国土交通省は2025年12月26日、宅配便の再配達率に関する最新の調査結果を公表した。2025年10月の大手宅配事業者6社ベースの再配達率は8.3%で、前年同月から約0.7ポイント、2025年4月からも約0.1ポイント低下した。
経済産業省の調査によると、2024年度のEC市場規模は全体で26兆1000億円、このうち物販系分野は15兆2000億円に達している。EC市場の拡大に伴い、宅配便の取扱個数は2024年度で約50億個。そのなかで再配達率は着実に下がっていることになる。
2025年10月の再配達状況をエリア別に見ると、都市部・都市部近郊・地方のいずれにおいても、再配達率は前年同月から改善。全体としては、2024年10月の9.0%から2025年4月の8.4%、そして2025年10月の8.3%へと、緩やかながら右肩下がりのトレンドが続いている。

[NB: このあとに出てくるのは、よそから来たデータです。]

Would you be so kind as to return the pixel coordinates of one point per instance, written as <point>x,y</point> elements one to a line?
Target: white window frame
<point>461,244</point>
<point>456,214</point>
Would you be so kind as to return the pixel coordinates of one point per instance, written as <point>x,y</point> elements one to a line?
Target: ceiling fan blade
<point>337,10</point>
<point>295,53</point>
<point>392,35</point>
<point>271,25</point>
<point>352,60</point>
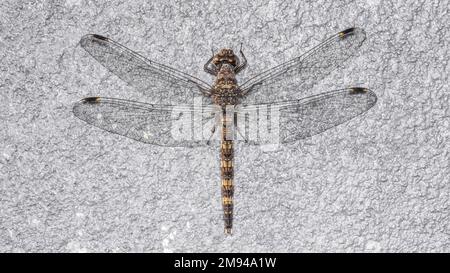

都市部では、総配達個数約121万個のうち再配達が約11万6000個で、再配達率は前年同月比0.6ポイント減の9.5%になった。都市部近郊では、約203万個のうち再配達が約15万7000個で、再配達率は同0.7ポイント減の7.7%。地方では、約15万8000個のうち再配達が約1万671個で、再配達率は同1.4ポイント減の6.7%となり、3エリアのなかで最も大きな改善幅を示している。
再配達率の改善を支えている要因の1つが、宅配事業者が提供する会員サービスの利用拡大。国交省は2025年2月から、配達日時や場所、受け取り方法などを柔軟に選択できる宅配便会員サービスの利用状況についてサンプル調査を実施している。
2025年9月時点での会員数は約1億13万人で、そのうち一定期間内に実際にサービスを利用したアクティブ会員は約3498万人、利用率は34.9%。調査開始時の2025年2月には、会員数が約9328万人、アクティブ会員が約3218万人、利用率が34.5%だったことから、半年強の間に会員数・アクティブ会員数ともに増加し、利用率も上昇している。